Walmart is pretty good about preventing unions. They had a store that was on the verge of unionizing, so they closed it. http://www.washingtonpost.com/wp-dyn/articles/A15832-2005Feb10.html

Klaatu
24th June 2011, 04:58
Walmart is pretty good about preventing unions. They had a store that was on the verge of unionizing, so they closed it. http://www.washingtonpost.com/wp-dyn/articles/A15832-2005Feb10.html

Hey! Maybe they'll close ALL of the WalMart stores if all of the workers vote to form a union. (We-can-only-hope) :D

A pertinent question though: why would a union only be in store-by-store?

Couldn't workers organize all over an entire state? Or the entire corporation itself? :confused:

MattShizzle
24th June 2011, 05:06
Only good thing about WalMart is they have their cheap medication program. It was the only way I could afford the insulin I need to live before I got Sociall Security and Medicare. Of course the capitalist system they are part of and support is why I wouldn't have been able to otherwise. Kind of like a slave being grateful for the crust of bread the master tossed him - when he'd be even more glad to overthrow the master once and for all.

Princess Luna
24th June 2011, 21:44
Even ABC World News pointed out how this is decision is going to have disasterous results, simply because your average worker does not have the resources to take on mega-corporations alone and this is coming from the news program that has ignored 3 civil wars that are happening in the world, and instead spent a week talking about "cars that are made in america" :rolleyes:

Bad Grrrl Agro
25th June 2011, 01:14
Ugh!
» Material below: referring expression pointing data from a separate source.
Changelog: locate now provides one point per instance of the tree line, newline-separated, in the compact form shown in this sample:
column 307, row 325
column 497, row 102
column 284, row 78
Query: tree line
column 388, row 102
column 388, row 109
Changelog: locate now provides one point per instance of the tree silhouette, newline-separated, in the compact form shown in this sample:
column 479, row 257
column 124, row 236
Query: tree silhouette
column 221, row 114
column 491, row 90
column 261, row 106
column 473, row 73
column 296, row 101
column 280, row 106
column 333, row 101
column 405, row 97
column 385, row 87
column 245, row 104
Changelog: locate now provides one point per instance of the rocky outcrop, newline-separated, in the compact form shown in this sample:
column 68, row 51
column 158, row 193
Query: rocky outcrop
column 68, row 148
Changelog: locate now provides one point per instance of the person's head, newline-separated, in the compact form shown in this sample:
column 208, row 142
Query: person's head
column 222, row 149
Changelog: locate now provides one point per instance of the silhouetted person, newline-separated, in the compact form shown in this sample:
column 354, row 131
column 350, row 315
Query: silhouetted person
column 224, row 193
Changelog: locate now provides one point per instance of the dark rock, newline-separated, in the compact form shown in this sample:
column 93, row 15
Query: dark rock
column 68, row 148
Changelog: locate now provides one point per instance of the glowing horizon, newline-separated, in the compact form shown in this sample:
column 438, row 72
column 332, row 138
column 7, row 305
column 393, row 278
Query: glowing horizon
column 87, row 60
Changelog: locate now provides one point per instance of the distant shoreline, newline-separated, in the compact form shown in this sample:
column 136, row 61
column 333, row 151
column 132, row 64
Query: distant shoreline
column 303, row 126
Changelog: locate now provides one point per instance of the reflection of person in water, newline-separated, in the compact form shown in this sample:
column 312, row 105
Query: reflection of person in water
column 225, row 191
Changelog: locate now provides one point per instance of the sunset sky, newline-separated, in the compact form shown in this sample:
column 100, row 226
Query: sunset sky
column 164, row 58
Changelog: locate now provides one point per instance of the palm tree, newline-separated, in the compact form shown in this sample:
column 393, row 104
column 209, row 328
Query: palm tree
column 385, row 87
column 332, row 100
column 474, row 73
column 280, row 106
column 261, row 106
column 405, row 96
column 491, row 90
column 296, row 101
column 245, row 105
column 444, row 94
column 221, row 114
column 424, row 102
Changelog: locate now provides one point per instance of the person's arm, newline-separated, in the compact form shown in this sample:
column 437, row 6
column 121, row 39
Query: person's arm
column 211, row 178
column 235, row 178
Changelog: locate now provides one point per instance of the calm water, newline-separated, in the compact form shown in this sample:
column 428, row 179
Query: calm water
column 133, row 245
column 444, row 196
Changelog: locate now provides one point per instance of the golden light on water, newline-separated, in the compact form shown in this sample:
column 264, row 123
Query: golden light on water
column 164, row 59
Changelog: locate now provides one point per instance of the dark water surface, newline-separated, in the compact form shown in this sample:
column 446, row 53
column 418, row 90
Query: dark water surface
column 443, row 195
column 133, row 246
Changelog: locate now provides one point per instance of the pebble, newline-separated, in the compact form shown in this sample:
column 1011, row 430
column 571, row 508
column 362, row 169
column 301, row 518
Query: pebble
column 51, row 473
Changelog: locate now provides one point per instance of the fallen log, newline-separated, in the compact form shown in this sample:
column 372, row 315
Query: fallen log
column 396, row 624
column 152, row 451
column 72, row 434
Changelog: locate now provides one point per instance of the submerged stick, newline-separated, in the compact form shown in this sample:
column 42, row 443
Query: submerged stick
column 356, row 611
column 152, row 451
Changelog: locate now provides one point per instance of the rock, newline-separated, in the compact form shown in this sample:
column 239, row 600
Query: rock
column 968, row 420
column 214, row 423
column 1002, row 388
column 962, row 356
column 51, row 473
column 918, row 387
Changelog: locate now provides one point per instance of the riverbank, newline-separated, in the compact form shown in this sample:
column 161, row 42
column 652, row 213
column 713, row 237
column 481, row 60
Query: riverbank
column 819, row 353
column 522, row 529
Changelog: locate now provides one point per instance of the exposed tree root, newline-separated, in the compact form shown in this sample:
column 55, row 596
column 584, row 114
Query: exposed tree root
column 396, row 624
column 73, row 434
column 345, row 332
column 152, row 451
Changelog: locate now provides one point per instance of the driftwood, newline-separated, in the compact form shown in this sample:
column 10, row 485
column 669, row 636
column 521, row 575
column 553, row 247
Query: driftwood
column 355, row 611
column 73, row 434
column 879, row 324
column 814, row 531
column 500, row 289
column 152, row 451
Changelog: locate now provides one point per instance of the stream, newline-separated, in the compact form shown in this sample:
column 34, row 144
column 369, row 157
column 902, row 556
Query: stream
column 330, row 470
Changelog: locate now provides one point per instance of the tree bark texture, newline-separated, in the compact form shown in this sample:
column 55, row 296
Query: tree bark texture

Just straight up disgusting!

Blackburn
25th June 2011, 01:22
This is extremely disappointing. I still can't get my head around the US Court system. Too big for justice now?

Robocommie
25th June 2011, 03:17
A pertinent question though: why would a union only be in store-by-store?

Couldn't workers organize all over an entire state? Or the entire corporation itself? :confused:

That's a huge effort though, to coordinate all of that.